The court suggested that the Supreme Court’s November 5-4 ruling in the Brooklyn case invalidating limits on church attendance, which occurred after Justice Barrett replaced Justice Ginsburg on the Court, “represented a seismic shift” and “compels the result in this case.” The court maintained that as in the Brooklyn case, the challenged order “treats numerous secular activities significantly better than religious worship services,” and this “disparate treatment” can only be justified if the order is “narrowly tailored to serve a compelling state interest.” Although conceding that the state’s interest in combating the pandemic is “compelling”, the court concluded that the order was not “narrowly tailored” because it could have been tied to the size of religious institutions or percent of fire code capacity. It sent the case back to the lower court after imposing its injunction, which it stated may be modified based on “strict scrutiny” review.

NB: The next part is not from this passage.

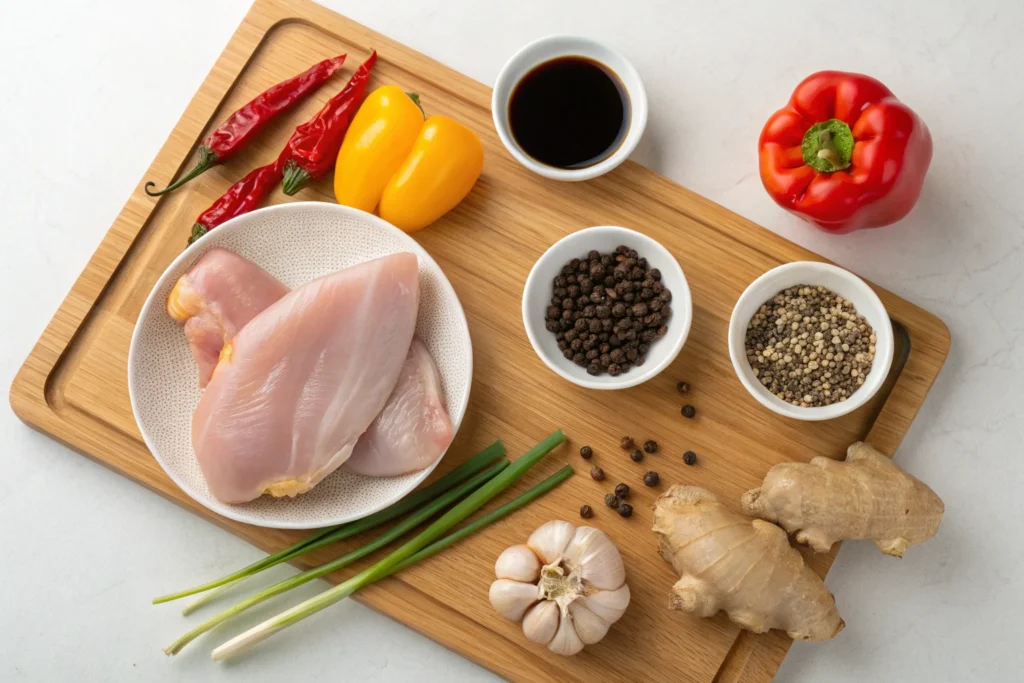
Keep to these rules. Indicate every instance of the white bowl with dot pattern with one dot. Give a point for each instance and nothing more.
(843, 283)
(295, 243)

Although the Supreme Court’s “seismic shift” in the Brooklyn case explains much of the decision, the Ninth Circuit majority clearly went even further in several respects. The court conceded that Nevada’s limits were “less restrictive in some respects” than the New York restrictions, which could have produced a different result. In a footnote, the court acknowledged that the state’s order had been rescinded, but concluded, without any lower court consideration or detailed analysis, that “many of the issues we identify” are present in subsequent directives and justify its holding. And instead of following the usual course of appellate courts to reverse a decision and send it back to a lower court to fashion appropriate relief after considering current facts and circumstances, the court claimed it had “discretion” to act itself based on briefs and short oral arguments. Perhaps most importantly, the Ninth Circuit as well as the new Supreme Court majority has effectively ignored significant medical evidence that indoor religious services have been “hot spots” for COVID-19 outbreaks and are particularly “high risk,” compared with activities like shopping in grocery stores, because people are in one place for an “extended” time during such services and are often “projecting” their voices.
The future of what will happen in Nevada with respect to pandemic-related health measures is unclear. As a result of Trump judges like Bennett and all three Trump Supreme Court justices, however, it appears that the courts will continue to play what Justice Sonia Sotomayor has called a “dangerous game” in “second guessing the expert judgment of health officials” on the deadly COVID-19 pandemic.